Meteo, nubifragi in Grecia: Kalymnos colpita da un violento temporale e da blocchi di grandine | FOTO

Un temporale invernale anomalo colpisce il Dodecaneso: grandine intensa e piogge concentrate in pochi minuti sull’isola

Nel pomeriggio odierno l’isola di Kalymnos, nel Dodecaneso, è stata interessata da una violenta grandinata associata a un temporale di forte intensità, che ha provocato disagi diffusi alla viabilità e allagamenti localizzati in alcune aree urbane e costiere. L’episodio si è sviluppato in modo rapido ma molto efficace, con una caduta di chicchi di grandine fitta e concentrata, documentata da numerose segnalazioni dirette, fotografie e video diffusi dai residenti e dalle pagine meteorologiche locali. Le immagini mostrano blocchi significativi di grandine, formatisi in pochi minuti, un chiaro indicatore dell’elevata intensità della cella temporalesca che ha attraversato l’isola. In parallelo, le precipitazioni piovose hanno raggiunto tassi elevati, determinando ristagni d’acqua e difficoltà nella circolazione, soprattutto nei settori meridionali e lungo le aree costiere più urbanizzate.

Grandine Grecia

Un temporale invernale ma altamente convettivo

Dal punto di vista meteorologico, l’evento si inserisce all’interno di una fase perturbata estesa che tra il 26 e il 27 gennaio ha coinvolto ampie porzioni della Grecia orientale e del Mar Egeo. La situazione era dominata dal transito di una saccatura in quota in arrivo dal Mediterraneo centrale, in grado di destabilizzare in modo deciso la colonna atmosferica sul Dodecaneso.

La presenza di aria molto umida nei bassi strati, unita a un raffreddamento progressivo in quota, ha favorito lo sviluppo di moti verticali intensi. Anche senza valori tipici della stagione calda, la combinazione con un moderato wind shear verticale ha permesso l’organizzazione di celle temporalesche ben strutturate, alcune delle quali capaci di produrre grandine anche a quote prossime al livello del mare.
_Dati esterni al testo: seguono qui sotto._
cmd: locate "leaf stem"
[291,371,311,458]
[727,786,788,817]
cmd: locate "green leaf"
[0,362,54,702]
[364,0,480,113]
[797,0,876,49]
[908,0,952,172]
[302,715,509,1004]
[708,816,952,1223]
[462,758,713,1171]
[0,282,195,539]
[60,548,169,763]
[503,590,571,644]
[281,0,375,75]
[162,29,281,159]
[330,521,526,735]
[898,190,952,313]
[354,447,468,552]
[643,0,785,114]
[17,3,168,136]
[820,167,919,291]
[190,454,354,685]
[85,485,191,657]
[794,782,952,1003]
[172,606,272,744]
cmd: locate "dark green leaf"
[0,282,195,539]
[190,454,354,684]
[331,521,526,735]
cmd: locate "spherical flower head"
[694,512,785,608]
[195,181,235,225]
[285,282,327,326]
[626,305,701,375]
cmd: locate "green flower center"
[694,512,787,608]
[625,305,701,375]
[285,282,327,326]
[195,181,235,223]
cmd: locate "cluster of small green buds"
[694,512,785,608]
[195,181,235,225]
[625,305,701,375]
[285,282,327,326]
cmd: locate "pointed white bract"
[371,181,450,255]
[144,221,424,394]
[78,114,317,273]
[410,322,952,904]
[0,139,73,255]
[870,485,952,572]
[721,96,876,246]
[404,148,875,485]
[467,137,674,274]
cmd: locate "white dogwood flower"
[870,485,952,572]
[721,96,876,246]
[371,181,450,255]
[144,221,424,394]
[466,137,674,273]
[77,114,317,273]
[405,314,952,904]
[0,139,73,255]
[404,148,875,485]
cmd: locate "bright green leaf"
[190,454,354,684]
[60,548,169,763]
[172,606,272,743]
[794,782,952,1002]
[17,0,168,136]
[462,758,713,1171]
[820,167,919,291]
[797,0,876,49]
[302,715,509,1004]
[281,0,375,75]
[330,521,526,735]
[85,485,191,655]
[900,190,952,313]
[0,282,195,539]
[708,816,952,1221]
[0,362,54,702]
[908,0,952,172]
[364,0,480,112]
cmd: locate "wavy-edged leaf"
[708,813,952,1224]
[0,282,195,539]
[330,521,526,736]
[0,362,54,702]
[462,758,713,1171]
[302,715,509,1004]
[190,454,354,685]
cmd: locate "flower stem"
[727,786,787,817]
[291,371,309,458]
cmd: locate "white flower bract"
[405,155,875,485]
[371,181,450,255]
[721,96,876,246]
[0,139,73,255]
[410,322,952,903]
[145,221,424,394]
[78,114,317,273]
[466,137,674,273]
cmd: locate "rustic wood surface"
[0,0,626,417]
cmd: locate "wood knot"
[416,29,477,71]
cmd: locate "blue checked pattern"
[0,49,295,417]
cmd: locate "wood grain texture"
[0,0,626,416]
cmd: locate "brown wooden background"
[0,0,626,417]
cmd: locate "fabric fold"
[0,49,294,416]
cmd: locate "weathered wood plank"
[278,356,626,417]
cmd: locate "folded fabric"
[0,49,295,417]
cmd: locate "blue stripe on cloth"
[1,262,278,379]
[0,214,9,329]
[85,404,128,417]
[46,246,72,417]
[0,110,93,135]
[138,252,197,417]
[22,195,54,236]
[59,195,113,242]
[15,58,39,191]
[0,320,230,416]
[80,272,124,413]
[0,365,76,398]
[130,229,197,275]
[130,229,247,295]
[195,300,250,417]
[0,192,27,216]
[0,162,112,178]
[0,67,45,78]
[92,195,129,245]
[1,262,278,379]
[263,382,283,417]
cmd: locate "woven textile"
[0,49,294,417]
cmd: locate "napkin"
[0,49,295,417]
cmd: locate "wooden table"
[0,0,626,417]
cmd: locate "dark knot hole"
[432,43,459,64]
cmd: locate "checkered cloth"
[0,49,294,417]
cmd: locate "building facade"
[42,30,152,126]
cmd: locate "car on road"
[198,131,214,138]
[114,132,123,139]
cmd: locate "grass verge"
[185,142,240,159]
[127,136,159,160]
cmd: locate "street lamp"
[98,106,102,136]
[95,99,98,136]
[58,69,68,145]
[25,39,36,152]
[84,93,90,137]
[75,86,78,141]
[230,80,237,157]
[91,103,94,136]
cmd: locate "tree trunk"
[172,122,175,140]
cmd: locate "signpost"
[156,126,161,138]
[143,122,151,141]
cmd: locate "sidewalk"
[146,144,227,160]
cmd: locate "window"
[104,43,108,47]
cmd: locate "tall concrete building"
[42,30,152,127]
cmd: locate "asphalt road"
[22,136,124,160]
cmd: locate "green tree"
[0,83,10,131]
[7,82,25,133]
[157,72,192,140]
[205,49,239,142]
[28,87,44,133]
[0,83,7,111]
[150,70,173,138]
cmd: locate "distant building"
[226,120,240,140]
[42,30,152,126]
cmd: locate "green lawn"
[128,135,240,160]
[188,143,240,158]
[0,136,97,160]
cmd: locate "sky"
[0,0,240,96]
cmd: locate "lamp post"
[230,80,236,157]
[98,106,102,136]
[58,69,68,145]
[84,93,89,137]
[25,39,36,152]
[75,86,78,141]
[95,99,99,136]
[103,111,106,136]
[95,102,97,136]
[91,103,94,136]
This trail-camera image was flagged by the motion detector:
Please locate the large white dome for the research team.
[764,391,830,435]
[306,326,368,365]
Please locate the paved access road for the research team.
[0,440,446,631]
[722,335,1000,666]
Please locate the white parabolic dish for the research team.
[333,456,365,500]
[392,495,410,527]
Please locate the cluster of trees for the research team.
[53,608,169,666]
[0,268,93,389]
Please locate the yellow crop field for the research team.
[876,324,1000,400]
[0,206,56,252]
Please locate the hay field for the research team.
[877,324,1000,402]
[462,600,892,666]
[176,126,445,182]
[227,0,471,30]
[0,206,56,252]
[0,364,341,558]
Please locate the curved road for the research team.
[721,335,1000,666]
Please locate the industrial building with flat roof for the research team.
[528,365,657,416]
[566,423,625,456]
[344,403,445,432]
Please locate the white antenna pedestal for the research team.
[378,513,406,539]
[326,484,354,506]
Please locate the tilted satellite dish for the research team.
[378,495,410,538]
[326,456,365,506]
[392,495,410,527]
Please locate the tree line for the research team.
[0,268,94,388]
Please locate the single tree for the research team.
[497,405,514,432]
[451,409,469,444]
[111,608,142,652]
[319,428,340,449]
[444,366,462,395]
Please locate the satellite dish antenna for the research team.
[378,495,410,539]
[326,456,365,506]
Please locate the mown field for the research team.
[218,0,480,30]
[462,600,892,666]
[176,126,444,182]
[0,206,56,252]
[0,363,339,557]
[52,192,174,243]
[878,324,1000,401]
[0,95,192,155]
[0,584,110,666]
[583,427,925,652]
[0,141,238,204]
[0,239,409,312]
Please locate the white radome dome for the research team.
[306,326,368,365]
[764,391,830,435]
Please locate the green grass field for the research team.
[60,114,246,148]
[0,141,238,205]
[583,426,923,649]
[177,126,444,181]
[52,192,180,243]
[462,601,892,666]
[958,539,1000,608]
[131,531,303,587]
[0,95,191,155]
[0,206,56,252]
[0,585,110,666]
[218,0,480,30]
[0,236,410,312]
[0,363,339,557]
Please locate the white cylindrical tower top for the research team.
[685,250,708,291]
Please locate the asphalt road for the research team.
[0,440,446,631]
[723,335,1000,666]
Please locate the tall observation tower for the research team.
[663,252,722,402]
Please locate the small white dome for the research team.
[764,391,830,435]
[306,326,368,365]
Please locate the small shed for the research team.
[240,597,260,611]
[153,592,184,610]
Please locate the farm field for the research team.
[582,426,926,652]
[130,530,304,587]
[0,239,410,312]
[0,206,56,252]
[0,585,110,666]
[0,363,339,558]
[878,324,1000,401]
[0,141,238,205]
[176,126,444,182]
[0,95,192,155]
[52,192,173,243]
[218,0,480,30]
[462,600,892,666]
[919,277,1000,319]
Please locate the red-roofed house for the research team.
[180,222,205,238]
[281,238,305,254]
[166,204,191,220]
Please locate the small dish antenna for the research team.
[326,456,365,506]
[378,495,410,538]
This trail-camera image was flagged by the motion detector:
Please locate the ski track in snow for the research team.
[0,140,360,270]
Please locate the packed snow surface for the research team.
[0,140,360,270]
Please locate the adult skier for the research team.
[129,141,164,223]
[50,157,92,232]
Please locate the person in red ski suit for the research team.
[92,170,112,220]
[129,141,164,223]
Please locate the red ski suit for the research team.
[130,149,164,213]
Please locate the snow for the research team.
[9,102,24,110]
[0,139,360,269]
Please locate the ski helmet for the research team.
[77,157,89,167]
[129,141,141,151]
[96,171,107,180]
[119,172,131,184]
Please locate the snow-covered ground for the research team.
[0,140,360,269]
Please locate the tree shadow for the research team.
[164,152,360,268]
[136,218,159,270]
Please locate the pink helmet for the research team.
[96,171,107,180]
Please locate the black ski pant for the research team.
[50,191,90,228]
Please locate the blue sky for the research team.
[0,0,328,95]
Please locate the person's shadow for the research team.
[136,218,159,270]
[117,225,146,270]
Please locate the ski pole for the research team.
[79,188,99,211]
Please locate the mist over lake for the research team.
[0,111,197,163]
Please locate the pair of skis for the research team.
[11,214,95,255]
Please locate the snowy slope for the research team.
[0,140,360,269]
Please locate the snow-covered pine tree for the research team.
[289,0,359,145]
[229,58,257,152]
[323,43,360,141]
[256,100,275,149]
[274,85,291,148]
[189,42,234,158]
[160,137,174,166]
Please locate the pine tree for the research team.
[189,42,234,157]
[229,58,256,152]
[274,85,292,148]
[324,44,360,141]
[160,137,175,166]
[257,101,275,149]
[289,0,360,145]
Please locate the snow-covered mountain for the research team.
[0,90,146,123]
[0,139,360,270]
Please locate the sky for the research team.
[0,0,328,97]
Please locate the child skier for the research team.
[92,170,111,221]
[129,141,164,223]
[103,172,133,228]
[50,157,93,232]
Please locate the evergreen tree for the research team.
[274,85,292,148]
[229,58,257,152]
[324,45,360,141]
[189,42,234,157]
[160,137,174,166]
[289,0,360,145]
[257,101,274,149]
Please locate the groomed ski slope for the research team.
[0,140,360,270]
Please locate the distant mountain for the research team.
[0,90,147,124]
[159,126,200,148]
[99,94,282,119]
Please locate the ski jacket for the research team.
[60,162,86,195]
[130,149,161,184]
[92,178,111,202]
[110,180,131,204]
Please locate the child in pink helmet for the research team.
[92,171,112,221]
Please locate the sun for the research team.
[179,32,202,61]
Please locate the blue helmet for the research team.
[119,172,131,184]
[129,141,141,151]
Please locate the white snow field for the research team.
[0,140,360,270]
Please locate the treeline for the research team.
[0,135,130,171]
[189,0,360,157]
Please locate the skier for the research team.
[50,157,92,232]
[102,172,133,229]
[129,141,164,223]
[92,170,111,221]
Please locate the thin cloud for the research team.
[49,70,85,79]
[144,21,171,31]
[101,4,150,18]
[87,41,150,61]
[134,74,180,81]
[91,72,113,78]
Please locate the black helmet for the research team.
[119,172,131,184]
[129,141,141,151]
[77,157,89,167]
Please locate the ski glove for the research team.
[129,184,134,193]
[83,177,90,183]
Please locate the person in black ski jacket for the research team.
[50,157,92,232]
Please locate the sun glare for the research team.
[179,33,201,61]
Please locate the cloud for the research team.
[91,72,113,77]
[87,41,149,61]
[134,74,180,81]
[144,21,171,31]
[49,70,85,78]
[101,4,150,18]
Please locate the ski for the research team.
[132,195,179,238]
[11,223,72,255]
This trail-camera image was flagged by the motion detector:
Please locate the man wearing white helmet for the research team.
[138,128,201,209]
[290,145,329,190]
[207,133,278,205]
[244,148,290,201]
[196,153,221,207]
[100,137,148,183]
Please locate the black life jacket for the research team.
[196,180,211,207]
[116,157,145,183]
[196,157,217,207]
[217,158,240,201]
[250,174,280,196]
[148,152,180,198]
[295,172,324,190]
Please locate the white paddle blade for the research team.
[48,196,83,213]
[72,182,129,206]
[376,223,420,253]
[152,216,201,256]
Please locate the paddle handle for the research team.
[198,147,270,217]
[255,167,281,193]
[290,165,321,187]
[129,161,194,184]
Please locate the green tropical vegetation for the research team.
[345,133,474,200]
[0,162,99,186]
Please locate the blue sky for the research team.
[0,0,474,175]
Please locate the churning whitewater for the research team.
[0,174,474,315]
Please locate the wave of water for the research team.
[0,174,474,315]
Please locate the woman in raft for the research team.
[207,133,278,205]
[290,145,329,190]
Perché la grandine in inverno non è un’anomalia

Episodi come quello di Kalymnos non rappresentano un’eccezione nel Mediterraneo orientale durante l’inverno. In questa stagione, infatti, il contrasto tra masse d’aria miti e umide di origine marittima e impulsi più freddi in arrivo da nord-ovest può generare temporali intensi, talvolta accompagnati da grandine, raffiche di vento e precipitazioni molto concentrate nel tempo.

In particolare, le isole dell’Egeo risultano spesso esposte a questi fenomeni a causa della complessa interazione tra mare, orografia e circolazioni in quota, che può amplificare localmente l’instabilità atmosferica e rendere più probabili episodi convettivi a impatto rapido.

Un segnale da non sottovalutare

L’episodio odierno conferma come anche nel cuore dell’inverno possano verificarsi eventi convettivi ad alto impatto, in grado di causare danni e disagi significativi in tempi molto brevi. Per territori insulari come Kalymnos, caratterizzati da spazi urbani limitati e sistemi di drenaggio talvolta vulnerabili, la rapidità di questi fenomeni rappresenta un fattore critico.

Monitorare con attenzione le fasi perturbate invernali e migliorare la comunicazione del rischio rimane fondamentale, soprattutto in un contesto mediterraneo sempre più esposto a precipitazioni intense e fenomeni estremi concentrati.